5 – Quem está contra o Acordo Ortográfico, este ou qualquer outro, estará até ao fim dos seus dias. É um direito respeitável (tal como o de Fernando Pessoa, que, no seu tempo, rejeitou passar a escrever filosofia, em vez de "philosophia"…). Ainda não se percebeu é que o Acordo Ortográfico, ratificado e promulgado já por seis dos oito países da CPLP, é uma inevitabilidade. Ainda bem — para bem, e orgulho, da minha língua, que há muito extravasou este nosso rectangulozinho de 10 milhões de falantes, catapultando-a para língua verdadeiramente comum de mais de 200 milhões de pessoas. E cuja locomotiva deixou há muito de ser Portugal.
6 – A existência de uma língua verdadeiramente comum pressupõe que as várias variantes sejam legalizadas para toda a lusofonia, o que exigiu um acordo. Para que essas variantes fossem reduzidas ao mínimo indispensável foram necessárias cedências a uma grafia comum em Portugal (ex.: consoantes mudas) e no Brasil (ex.: acentos ortográficos vários), o que exigiu também um acordo.

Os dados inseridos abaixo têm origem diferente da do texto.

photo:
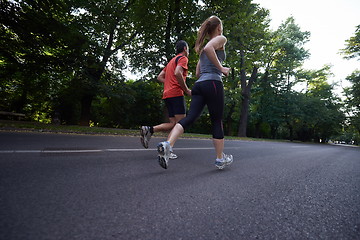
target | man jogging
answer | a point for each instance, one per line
(173, 76)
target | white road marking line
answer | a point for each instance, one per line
(96, 150)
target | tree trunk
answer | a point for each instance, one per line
(245, 93)
(86, 101)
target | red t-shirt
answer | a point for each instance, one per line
(171, 86)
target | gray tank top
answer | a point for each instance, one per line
(208, 71)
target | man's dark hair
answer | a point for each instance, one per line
(180, 45)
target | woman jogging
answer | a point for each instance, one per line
(173, 76)
(208, 90)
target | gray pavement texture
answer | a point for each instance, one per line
(115, 189)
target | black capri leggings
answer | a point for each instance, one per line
(210, 93)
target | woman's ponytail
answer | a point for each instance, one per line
(206, 28)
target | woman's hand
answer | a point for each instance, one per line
(225, 71)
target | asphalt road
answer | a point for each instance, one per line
(62, 186)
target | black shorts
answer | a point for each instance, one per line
(175, 105)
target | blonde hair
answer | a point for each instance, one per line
(206, 29)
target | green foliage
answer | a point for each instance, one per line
(352, 49)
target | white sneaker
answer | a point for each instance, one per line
(172, 156)
(226, 160)
(145, 136)
(163, 154)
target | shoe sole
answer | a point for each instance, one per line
(142, 139)
(223, 166)
(161, 157)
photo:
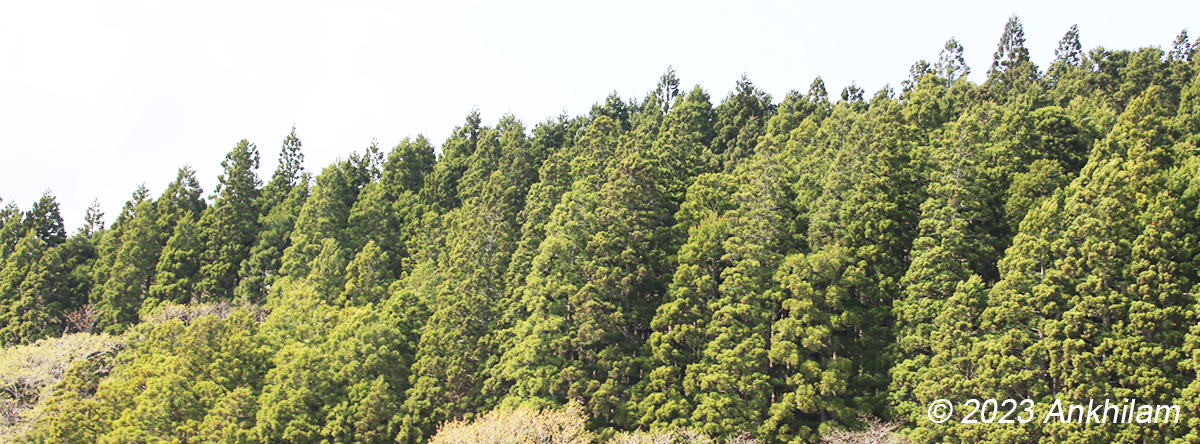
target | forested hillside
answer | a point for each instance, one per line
(785, 267)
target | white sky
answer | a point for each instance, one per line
(97, 97)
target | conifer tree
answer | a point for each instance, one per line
(739, 121)
(179, 264)
(366, 277)
(18, 312)
(45, 219)
(231, 223)
(1012, 72)
(323, 217)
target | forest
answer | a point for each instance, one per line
(784, 269)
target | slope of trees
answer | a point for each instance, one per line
(793, 270)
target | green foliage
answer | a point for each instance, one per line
(231, 223)
(789, 270)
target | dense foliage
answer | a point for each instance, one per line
(787, 269)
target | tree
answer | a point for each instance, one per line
(45, 219)
(1012, 72)
(23, 318)
(1071, 51)
(366, 277)
(739, 121)
(951, 64)
(231, 223)
(179, 264)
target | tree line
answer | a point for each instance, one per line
(784, 269)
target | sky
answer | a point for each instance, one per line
(99, 97)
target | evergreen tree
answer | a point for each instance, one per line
(179, 264)
(22, 316)
(951, 64)
(231, 223)
(45, 219)
(739, 121)
(1012, 72)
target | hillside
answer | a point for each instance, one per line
(779, 267)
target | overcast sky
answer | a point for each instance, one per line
(97, 97)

7 – Ainda bem – digo eu, que até preferia um Acordo Ortográfico mais ousado, nomeadamente na simplificação das regras do uso do hífen. E que a sua aplicação, no meu país, fosse bem mais criteriosa e não tanto ao sabor de interesses comerciais sem regulação nenhuma. Mas, para isso, era preciso que, em Portugal, a língua fosse tratada como é em Espanha ou no Brasil: uma questão estratégica de Estado, esteja quem estiver no poder.
Artigo inserto na edição do jornal Público de 4 de Janeiro de 2010.